I have two data frames in R, df1 and df2, and I want to join them in ways similar to SQL joins:

Inner join: only rows with matching keys in both data frames.

Outer join: all rows from both data frames, matched where possible.

Left join: all rows from df1, with matching rows from df2.

Right join: all rows from df2, with matching rows from df1.

How can I do these joins in R using these two data frames?

Rashmihasija · June 21, 2025, 10:47am

Hey @anjuyadav.1398 , I’ve been working with joins in R for quite a while, and honestly, I find that the dplyr package makes SQL-style joins super straightforward. For your two data frames, df1 and df2, here’s how I’d go about it:

Inner join: inner_join(df1, df2, by = "key")
Left join: left_join(df1, df2, by = "key")
Right join: right_join(df1, df2, by = "key")
Full outer join: full_join(df1, df2, by = "key")

These functions mimic SQL joins perfectly, and the syntax is really clean and intuitive. Plus, the nice thing about dplyr is how it handles the merging logic smoothly, saving you from dealing with any tricky edge cases.

emma-crepeau · June 21, 2025, 10:48am

Totally agree with you, @Rashmihasija ! When I first started with joins in R, I relied heavily on base R’s merge() function. It’s still a solid option, especially if you want to avoid extra dependencies. Here’s how you can perform SQL-style joins using base R:

Inner join: merge(df1, df2, by = "key")
Left join: merge(df1, df2, by = "key", all.x = TRUE)
Right join: merge(df1, df2, by = "key", all.y = TRUE)
Full outer join: merge(df1, df2, by = "key", all = TRUE)

Though merge() works well, I’ve shifted to dplyr over time because of the cleaner and more readable syntax, especially for operations like the left join r. But, honestly, for smaller datasets, merge() gets the job done just fine.

Rashmihasija · June 21, 2025, 10:48am

Good point, @emma-crepeau ! I’ve definitely used merge() before, but lately, I’ve been all about performance with larger datasets, so I’ve turned to the data.table package. It’s a game-changer, especially when handling huge data frames. Here’s how I perform SQL-style joins in data.table:

First, you’ll want to convert your data frames into data.table objects: setDT(df1); setDT(df2)

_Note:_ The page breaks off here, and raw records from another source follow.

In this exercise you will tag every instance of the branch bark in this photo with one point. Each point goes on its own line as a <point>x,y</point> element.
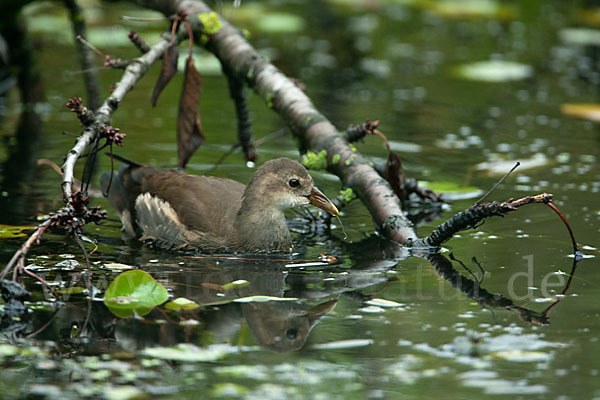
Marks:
<point>133,73</point>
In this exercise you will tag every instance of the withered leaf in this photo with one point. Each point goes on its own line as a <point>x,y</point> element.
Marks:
<point>167,71</point>
<point>189,128</point>
<point>394,174</point>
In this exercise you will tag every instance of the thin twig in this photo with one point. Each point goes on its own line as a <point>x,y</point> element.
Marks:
<point>497,183</point>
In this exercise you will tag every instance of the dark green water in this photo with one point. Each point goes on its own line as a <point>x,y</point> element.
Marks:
<point>440,338</point>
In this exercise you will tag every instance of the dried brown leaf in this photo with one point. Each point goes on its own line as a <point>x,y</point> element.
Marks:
<point>189,127</point>
<point>167,71</point>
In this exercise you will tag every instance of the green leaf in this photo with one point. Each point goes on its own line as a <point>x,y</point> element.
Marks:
<point>280,22</point>
<point>134,292</point>
<point>211,23</point>
<point>181,304</point>
<point>10,231</point>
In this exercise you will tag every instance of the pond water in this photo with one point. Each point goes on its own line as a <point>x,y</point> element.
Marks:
<point>463,89</point>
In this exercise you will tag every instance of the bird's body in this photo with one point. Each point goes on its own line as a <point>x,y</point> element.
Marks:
<point>209,214</point>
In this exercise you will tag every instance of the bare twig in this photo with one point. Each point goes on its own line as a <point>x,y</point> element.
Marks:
<point>90,76</point>
<point>475,214</point>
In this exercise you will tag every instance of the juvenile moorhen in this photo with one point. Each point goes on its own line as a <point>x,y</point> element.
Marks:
<point>209,214</point>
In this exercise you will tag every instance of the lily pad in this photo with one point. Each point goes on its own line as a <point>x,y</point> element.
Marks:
<point>501,167</point>
<point>190,353</point>
<point>134,292</point>
<point>117,266</point>
<point>343,344</point>
<point>235,284</point>
<point>589,111</point>
<point>72,290</point>
<point>13,231</point>
<point>494,71</point>
<point>181,304</point>
<point>453,191</point>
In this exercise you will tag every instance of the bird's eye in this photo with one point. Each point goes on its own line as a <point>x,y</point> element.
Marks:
<point>291,333</point>
<point>294,182</point>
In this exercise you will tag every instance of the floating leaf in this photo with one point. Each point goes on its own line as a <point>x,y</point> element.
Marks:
<point>453,191</point>
<point>72,290</point>
<point>235,284</point>
<point>189,127</point>
<point>118,266</point>
<point>468,9</point>
<point>190,353</point>
<point>13,231</point>
<point>494,71</point>
<point>211,23</point>
<point>134,292</point>
<point>501,167</point>
<point>181,304</point>
<point>167,71</point>
<point>383,303</point>
<point>589,111</point>
<point>262,299</point>
<point>343,344</point>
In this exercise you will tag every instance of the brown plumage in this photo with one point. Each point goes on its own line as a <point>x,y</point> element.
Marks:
<point>209,214</point>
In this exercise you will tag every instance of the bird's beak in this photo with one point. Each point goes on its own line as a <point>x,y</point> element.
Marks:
<point>317,198</point>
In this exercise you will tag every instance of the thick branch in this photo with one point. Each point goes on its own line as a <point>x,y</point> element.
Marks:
<point>133,73</point>
<point>315,132</point>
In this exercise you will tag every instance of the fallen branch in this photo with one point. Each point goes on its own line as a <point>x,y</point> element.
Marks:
<point>475,214</point>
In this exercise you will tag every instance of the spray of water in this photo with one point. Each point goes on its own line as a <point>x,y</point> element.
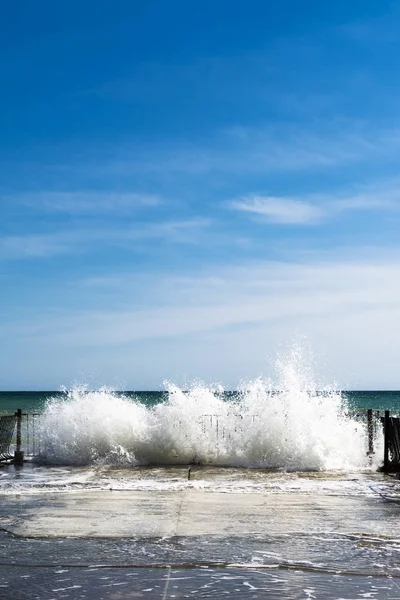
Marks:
<point>285,424</point>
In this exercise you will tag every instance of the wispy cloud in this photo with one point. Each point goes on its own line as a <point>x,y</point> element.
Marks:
<point>280,210</point>
<point>73,241</point>
<point>314,208</point>
<point>243,311</point>
<point>86,202</point>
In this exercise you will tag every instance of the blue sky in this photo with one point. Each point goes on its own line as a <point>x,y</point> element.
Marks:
<point>186,186</point>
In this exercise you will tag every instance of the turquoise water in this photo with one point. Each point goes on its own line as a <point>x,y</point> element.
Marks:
<point>35,401</point>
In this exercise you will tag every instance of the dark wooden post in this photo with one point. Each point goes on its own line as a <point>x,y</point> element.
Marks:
<point>386,447</point>
<point>370,432</point>
<point>18,454</point>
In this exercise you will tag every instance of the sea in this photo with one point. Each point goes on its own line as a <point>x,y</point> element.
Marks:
<point>268,491</point>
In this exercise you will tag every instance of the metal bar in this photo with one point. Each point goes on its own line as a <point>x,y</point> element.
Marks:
<point>370,432</point>
<point>386,446</point>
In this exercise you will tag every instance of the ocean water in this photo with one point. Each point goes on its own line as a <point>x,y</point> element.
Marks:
<point>265,492</point>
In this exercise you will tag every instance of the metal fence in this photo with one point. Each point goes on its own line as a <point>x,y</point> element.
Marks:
<point>21,434</point>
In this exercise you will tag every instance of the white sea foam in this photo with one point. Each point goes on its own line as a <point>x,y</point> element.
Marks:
<point>281,425</point>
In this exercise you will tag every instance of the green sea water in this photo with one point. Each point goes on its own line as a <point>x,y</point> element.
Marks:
<point>36,401</point>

Inner join: df1[df2, on = "key", nomatch = 0]
Left join: df1[df2, on = "key"]
Right join: df2[df1, on = "key"]

As for outer join in data.table, it’s a bit more work, but you can still use merge() with the all = TRUE argument, or you could use more specific data.table syntax.

Overall, if you’re working with large datasets, data.table is blazing fast and efficient. It really shines when you need speed alongside SQL-style joins, like a left join r, but if you’re working with smaller data or want simplicity, dplyr or even merge() are great options.